Cumhurbaşkanına çok fazla yetki veriyor.
YÖK’ü kaldırmıyor, seçim barajını kaldırmıyor, devletin çeşitli alanlardaki sınırlandırıcı varlığını azaltmıyor.
Bunlar doğru.
Bunları istemeli, bunların gerçekleşmesini savunmalıyız.
Ama “daha fazla özgürlük” isterken, bu taslağın getirdiği büyük “devrimi” gözardı eder, bu taslağa karşı çıkarsak, o istediğimiz özgürlüklere doğru uzanan bir yolu başından kapatmış oluruz.
Bu taslağın, benim açımdan, en önemli yanı “yargının siyaset üzerindeki” baskısını ortadan kaldırması, hukuku hukuksallaştırması, adalet sistemimizin ölçülerini Avrupa ölçülerine uydurması.
Türkiye’deki değişimlerin önündeki en önemli engel “hukuk sistemi” bugün.
Dünyayı, hukuk felsefesini, özgürlüğü, gelişmeyi, halkın haklarını anlamayan bir hukukçu grubu, Türkiye’deki her değişimin önünü kesiyor, kendisini parlamentonun ve “halk iradesinin” üstüne koyuyor, orduyla elele vererek bütün değişimlerin önünü kesiyor.
Biz, bu hukukçuların “çapını”, Osman Can’la Habertürk’te Balçiçek Pamir’in programında tartışan Kanadoğlu’nun şahsında net bir şekilde gördük.
Şu anda hukuk sistemine Kanadoğlu “tipindeki” hukukçular hâkim ve bu ülke onlarla bir yere gidemez.

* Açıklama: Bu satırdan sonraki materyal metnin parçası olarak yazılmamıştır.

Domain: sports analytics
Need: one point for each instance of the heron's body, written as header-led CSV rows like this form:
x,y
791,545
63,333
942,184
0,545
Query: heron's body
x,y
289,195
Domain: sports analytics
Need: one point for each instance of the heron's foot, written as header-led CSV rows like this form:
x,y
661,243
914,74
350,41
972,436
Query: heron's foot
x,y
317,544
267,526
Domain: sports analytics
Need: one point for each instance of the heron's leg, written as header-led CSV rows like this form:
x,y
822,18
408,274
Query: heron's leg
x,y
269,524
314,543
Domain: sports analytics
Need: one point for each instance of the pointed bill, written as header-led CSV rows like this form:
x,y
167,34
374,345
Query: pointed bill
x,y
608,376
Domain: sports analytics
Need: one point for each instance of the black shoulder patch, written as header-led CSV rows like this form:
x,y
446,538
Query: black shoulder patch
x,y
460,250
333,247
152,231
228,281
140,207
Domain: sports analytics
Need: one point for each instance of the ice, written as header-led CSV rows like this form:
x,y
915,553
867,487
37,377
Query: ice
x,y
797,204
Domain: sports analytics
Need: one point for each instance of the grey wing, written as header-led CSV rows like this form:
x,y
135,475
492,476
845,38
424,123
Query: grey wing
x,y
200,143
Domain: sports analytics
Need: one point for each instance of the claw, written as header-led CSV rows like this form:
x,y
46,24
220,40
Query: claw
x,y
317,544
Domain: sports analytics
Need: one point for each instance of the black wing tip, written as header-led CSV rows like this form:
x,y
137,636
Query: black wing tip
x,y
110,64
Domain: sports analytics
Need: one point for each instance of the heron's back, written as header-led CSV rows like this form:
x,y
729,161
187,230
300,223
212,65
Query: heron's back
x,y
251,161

O hukukçuları “hukukun içine” çekelim, onların her türlü değişimi engellemesini önleyelim, onların “generallerden emir alıp” siyasetçiklere baskı yapma imkânını ortadan kaldıralım ki “asıl” sorunlarımızı hiçbir bahaneye yer bırakmadan tartışabilelim.

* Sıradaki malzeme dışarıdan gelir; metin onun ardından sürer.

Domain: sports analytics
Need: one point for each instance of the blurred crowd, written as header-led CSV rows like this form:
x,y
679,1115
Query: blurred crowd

Bu taslak, uzun bir yolda atılmış iyi ama eksik bir adım, bu yolda yürümek istiyorsak hem taslağa sahip çıkmamız hem de yeni adımlar atılmasını talep etmemiz gerekiyor.
Diğer adımlar eksik diye bu “adımı” engellemek, o yolda yürümemizi de engeller çünkü.
Hukukçu sultasını ortadan kaldıracak gelişmeyi desteklemek, bize Erdoğan’a o çok haklı soruyu sormamızı, onu “herhangi bir bahanenin” ardına saklanma imkânı vermeden sorgulamamızı da sağlayacak.
“Neden Türk vatandaşların için istediğini Kürt vatandaşların için de istemiyorsun?”